Stephen C. Zumbrun and Frank L. Tamulonis
In American Petroleum Institute (“API”) v. Environmental Protection Agency (“EPA”), 2017 WL 2883867 (D.C. Cir. July 7, 2017), the D.C. Circuit upheld, severed, and vacated portions of a 2015 EPA final rule, Definition of Solid Waste, 80 Fed. Reg. 1,694, 1,738/3 (Jan. 13, 2015) (the “Final Rule”).
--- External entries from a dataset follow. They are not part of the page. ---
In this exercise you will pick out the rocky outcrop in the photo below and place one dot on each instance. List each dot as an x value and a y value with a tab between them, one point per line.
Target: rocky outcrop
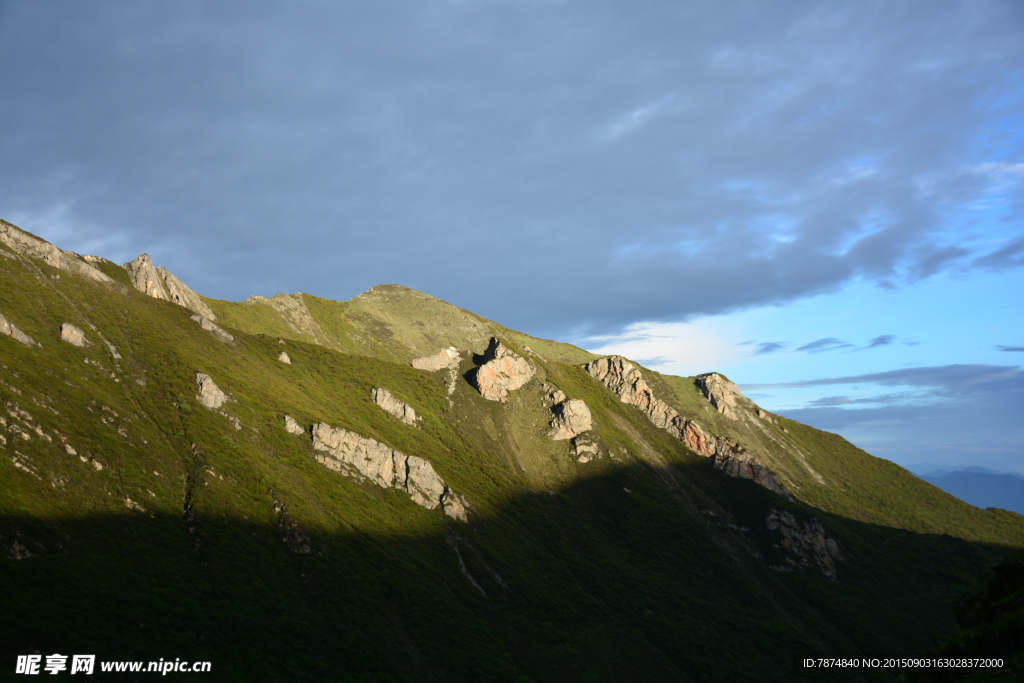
398	409
293	427
7	328
161	284
585	450
209	393
349	453
804	544
73	335
722	393
571	417
212	328
503	371
450	357
29	245
740	464
626	382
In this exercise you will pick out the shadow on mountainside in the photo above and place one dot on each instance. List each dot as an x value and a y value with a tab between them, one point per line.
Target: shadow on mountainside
602	581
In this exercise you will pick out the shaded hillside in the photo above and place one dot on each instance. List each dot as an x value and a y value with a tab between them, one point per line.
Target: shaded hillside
141	520
983	489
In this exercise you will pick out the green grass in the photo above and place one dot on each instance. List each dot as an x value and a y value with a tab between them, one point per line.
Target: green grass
630	567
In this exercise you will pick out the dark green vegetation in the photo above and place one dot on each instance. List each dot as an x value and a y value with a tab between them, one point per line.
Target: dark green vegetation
200	541
991	621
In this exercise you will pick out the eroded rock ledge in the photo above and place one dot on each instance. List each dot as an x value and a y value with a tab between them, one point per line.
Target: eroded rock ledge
804	544
9	329
571	417
503	371
161	284
349	453
623	378
722	393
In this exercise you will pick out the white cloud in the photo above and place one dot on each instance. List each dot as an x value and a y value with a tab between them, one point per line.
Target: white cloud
675	348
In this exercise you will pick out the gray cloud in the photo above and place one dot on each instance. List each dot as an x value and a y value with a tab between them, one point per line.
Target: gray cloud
658	160
958	379
965	415
769	347
827	344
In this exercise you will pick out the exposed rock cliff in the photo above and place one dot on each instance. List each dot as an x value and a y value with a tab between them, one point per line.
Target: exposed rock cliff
29	245
722	393
161	284
291	426
347	452
449	357
8	328
571	417
626	382
398	409
503	371
804	544
209	393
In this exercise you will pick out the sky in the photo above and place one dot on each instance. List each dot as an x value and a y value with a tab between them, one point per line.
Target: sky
822	201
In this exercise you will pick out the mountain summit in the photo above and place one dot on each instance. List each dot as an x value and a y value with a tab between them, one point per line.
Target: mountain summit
393	488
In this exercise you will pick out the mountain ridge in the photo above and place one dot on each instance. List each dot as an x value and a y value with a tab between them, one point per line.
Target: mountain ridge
112	438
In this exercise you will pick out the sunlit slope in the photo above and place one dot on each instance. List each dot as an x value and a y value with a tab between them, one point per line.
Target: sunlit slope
137	523
829	473
388	322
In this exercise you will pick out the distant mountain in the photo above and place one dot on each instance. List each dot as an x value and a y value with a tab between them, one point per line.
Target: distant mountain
393	488
983	489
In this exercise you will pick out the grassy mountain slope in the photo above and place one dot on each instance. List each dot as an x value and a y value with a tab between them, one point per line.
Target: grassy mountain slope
137	524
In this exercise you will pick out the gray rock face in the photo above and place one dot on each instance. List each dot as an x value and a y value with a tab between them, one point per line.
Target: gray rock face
623	378
347	453
7	328
722	393
73	335
161	284
737	463
29	245
450	357
293	427
571	417
585	451
398	409
212	328
804	544
209	394
503	371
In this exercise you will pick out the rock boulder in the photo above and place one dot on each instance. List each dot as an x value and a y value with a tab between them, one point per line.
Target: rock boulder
347	453
161	284
722	393
503	371
398	409
571	417
209	393
293	427
7	328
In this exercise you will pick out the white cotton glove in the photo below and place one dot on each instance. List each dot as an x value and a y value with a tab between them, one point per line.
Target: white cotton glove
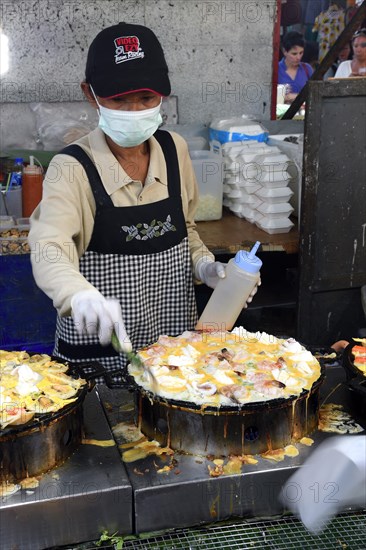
331	479
209	272
94	314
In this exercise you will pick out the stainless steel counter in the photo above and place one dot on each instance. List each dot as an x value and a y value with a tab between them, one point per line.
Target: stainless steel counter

As explained below, the court: 1) upheld “Factor 3” of the “legitimate recycling” test defined in the rule; 2) vacated “Factor 4” of the legitimate recycling test; 3) vacated the Verified Recycler Exclusion (“VRE”), thereby reinstating the Transfer Based Exclusion (“TBE”) while retaining emergency preparedness requirements for generators and expanded containment requirements; and 4) held that the court did not have jurisdiction to review a deferred action by the EPA on containment and notification conditions for materials, products, or processes specifically excluded from the definition of “solid waste.”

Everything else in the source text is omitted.